Lagarde n’oppose pas de résistance à la pression de l’inflation et du marché
Si la déclaration de politique de la BCE a créé la surprise, ce n’est pas parce qu’elle a décidé de mettre en œuvre un relèvement de taux à 2,50%, mais parce qu’elle reconnaît que l’inflation restera plus longtemps bien au-dessus de l’objectif de 2%. En toute logique, c’est dû à la pression sur les prix (de l’énergie) qui découle de la situation au Moyen-Orient. Par exemple, jetez aujourd’hui un coup d’œil au cours du pétrole ou du gaz. Le prix d’un baril de pétrole brut Brent dépasse les 105 USD (un pic depuis mai), après que l’Arabie saoudite a annoncé au cartel de l’OPEP les niveaux de production les plus bas depuis 1990. Les prix européens du gaz (82 EUR/MWh) n’ont pas été aussi élevés depuis fin 2022. Cette fois-ci, laissons de côté les dérivés raffinés pour plus de facilité.

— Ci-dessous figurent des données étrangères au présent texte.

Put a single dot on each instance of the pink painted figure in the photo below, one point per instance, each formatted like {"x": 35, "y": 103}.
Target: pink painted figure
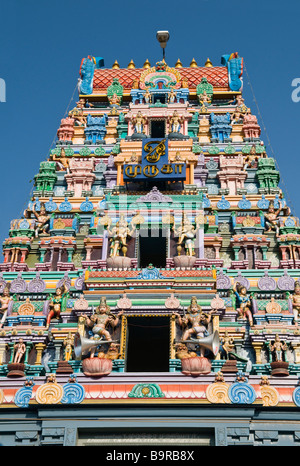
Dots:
{"x": 20, "y": 349}
{"x": 243, "y": 302}
{"x": 196, "y": 319}
{"x": 4, "y": 300}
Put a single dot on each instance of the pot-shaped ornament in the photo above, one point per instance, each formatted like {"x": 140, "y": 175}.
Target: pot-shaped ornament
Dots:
{"x": 96, "y": 367}
{"x": 195, "y": 366}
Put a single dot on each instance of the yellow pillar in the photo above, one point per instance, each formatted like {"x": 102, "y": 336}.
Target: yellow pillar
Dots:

Le conflit persistant a donné lieu à une nouvelle révision à la hausse des perspectives d’inflation. Pour l’inflation générale, la BCE anticipe désormais une moyenne de 3%-2,5%-2,1% pour la période 2026-2028 (au lieu de 3%-2,3%-2%). Quant à l’inflation de base moyenne, elle devrait s’élever à 2,5%-2,6%-2,3%. Tant pour 2027 que pour 2028, c’est 0,1% de plus qu’en juin, même si les nouvelles prévisions de la banque centrale tiennent compte d’une politique monétaire plus serrée qu’en juin (dérivée des attentes du marché). Les 2,3% au bout de l’horizon de politique représentent un échec important par rapport à l’objectif de 2%. C’est aussi le signe implicite qu’il reste du travail à faire. D’autant plus que les risques haussiers dominent. Pour l’instant, la croissance résiste mieux que prévu. Les nouvelles prévisions mettent en avant un rythme de 0,9%-1,4%-1,6% (contre 0,8%-1,2%-1,5% en juin). Vu la date de référence, 0,9% pour cette année paraît encore une sous-estimation.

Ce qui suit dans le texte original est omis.